Ni la una ni la otra es la tesis que late con primacía en el fondo de este libro, sino una alternativa, que hace referencia a que en las acciones de violencia social popular es posible encontrar motivaciones y aprendizajes continuos que generan en los sujetos una identidad colectiva, pues a través de ella nutren, no solo la experiencia cotidiana de explotación y represión, sino también su experiencia de transgresión. De esta manera, la violencia es tematizada como transgresión, pero no en abstracto, sino como transgresión de los patrones de moralidad y símbolos que son leídos como hegemónicos, como construcción colectiva, como dadora de un ethos fundacional a una colectividad que en rigor lo que hace es reorientar la violencia vivida por la exclusión que su condición social conlleva. En consecuencia, la violencia y la transgresión en el mundo popular rural, no son sino, un verdadero discurso oculto que construyen los desposeídos del campo en su relación de conflicto con el poder.

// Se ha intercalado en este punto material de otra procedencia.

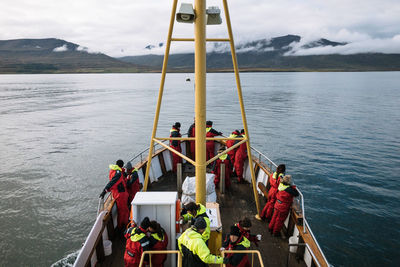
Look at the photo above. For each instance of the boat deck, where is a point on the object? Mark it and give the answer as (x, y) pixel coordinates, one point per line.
(236, 203)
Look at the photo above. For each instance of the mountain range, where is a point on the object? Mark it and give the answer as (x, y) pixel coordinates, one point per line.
(53, 56)
(273, 54)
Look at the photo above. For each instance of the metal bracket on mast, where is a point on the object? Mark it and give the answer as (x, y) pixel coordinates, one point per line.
(200, 98)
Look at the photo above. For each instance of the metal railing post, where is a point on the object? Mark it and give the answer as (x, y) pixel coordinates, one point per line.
(222, 178)
(179, 177)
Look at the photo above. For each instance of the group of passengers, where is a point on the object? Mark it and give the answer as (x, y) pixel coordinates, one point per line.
(192, 243)
(149, 235)
(233, 160)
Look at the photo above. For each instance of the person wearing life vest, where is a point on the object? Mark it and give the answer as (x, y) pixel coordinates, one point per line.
(192, 211)
(244, 226)
(175, 144)
(210, 132)
(117, 186)
(195, 252)
(229, 143)
(158, 241)
(132, 183)
(136, 242)
(224, 159)
(236, 241)
(284, 199)
(192, 133)
(274, 179)
(240, 157)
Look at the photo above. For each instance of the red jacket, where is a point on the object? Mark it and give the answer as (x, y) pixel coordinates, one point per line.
(175, 143)
(274, 183)
(284, 197)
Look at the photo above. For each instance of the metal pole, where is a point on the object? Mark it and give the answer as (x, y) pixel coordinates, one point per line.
(222, 178)
(179, 177)
(160, 93)
(200, 99)
(235, 67)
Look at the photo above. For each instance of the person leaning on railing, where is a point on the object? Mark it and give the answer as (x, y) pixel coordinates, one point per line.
(284, 200)
(192, 211)
(158, 241)
(193, 248)
(136, 242)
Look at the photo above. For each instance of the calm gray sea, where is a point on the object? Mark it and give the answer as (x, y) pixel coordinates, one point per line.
(338, 133)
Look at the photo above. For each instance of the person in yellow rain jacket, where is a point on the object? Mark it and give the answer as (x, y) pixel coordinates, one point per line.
(192, 211)
(193, 248)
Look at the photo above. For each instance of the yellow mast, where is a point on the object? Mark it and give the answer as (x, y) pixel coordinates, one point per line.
(200, 102)
(200, 98)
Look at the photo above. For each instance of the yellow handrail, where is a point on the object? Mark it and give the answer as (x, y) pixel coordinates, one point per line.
(150, 252)
(252, 252)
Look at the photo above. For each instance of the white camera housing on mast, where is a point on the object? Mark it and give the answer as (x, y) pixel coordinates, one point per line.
(186, 13)
(213, 14)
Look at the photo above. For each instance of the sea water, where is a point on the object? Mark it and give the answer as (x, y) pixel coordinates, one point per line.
(337, 133)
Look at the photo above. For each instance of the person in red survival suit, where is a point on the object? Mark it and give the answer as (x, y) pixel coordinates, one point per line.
(236, 241)
(210, 132)
(274, 179)
(175, 144)
(244, 226)
(133, 183)
(136, 242)
(240, 157)
(117, 186)
(230, 143)
(224, 159)
(284, 199)
(158, 241)
(192, 133)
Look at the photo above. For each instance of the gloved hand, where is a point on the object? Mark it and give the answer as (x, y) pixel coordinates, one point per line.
(103, 194)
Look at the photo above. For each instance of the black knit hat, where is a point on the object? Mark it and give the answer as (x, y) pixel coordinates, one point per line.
(145, 223)
(129, 166)
(120, 163)
(235, 231)
(200, 223)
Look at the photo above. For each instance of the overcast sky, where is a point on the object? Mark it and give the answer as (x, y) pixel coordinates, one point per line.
(126, 27)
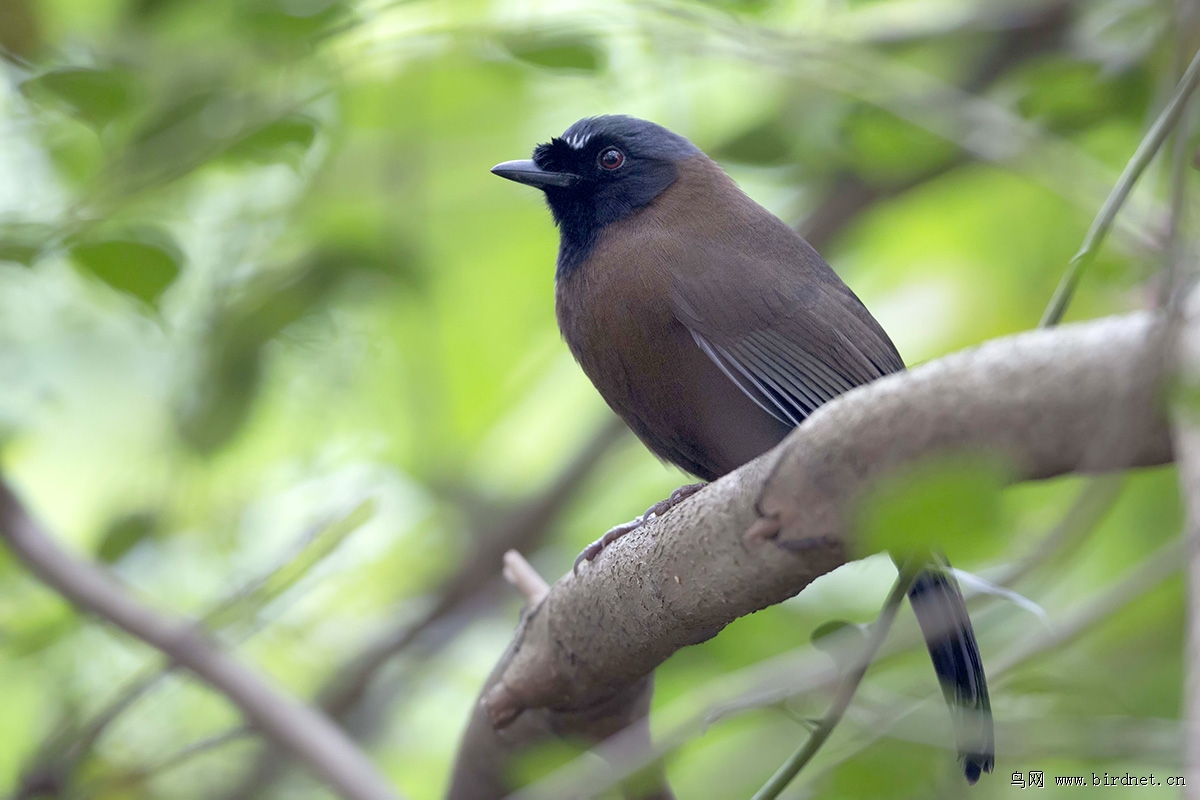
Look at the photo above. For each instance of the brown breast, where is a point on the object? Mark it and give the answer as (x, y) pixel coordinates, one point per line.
(616, 316)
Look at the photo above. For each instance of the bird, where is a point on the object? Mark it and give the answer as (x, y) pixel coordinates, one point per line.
(713, 329)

El caso de la transgresión cotidiana femenina es particularmente esclarecedor. Una mujer popular campesina, al pasar la frontera del deber ser cuando decide amancebarse con un gañan, cuando presta refugio, comida y cama a un bandolero, cuando roba a su patrón o cuando vende esos objetos robados; es decir, cuando la mujer popular transgrede los cánones de la bondad, la caridad y la sumisión que le son propias de acuerdo a la moralidad decimonónica, ella al mismo tiempo de ser condenada por la justicia, va construyendo su propia identidad, y es vista e interpretada así por la colectividad, como ícono que nutre una rebeldía soterrada pero consciente, que aprende de la experiencia del error pero que persiste en la configuración de su ethos. Es sin duda una conciencia más acá de la conciencia de clase social, pero al fin es una síntesis que le permite reconocerse y elaborar su propia moralidad, reñida por cierto, pero dadora de sentido. No es sólo por el afán de subsistencia, se trata más bien de acciones violentas (leídas como violentas y criminales) que dotan al sujeto de un contenido diferenciador.
De esta manera, lo que encontramos en Delincuentes, bandoleros y montoneros. Violencia social en el espacio rural chileno (1850 - 1870) de la joven historiadora Ivette Lozoya es una extraordinaria ocasión para discutir el fondo de una historia que hoy sigue siendo causa de conflicto y contradicción epistémica, sobre todo cuando de lo que se quiere hablar es de algo extremadamente complejo y sutil, por muy paradojal que suene, como lo es la violencia del sujeto popular. Es en rigor lo que hace un buen libro de historia, nos obliga a mirar el presente, aunque de lo que se está hablando sea la existencia de un pasado del que sólo tenemos rastros, ruinas o rumores.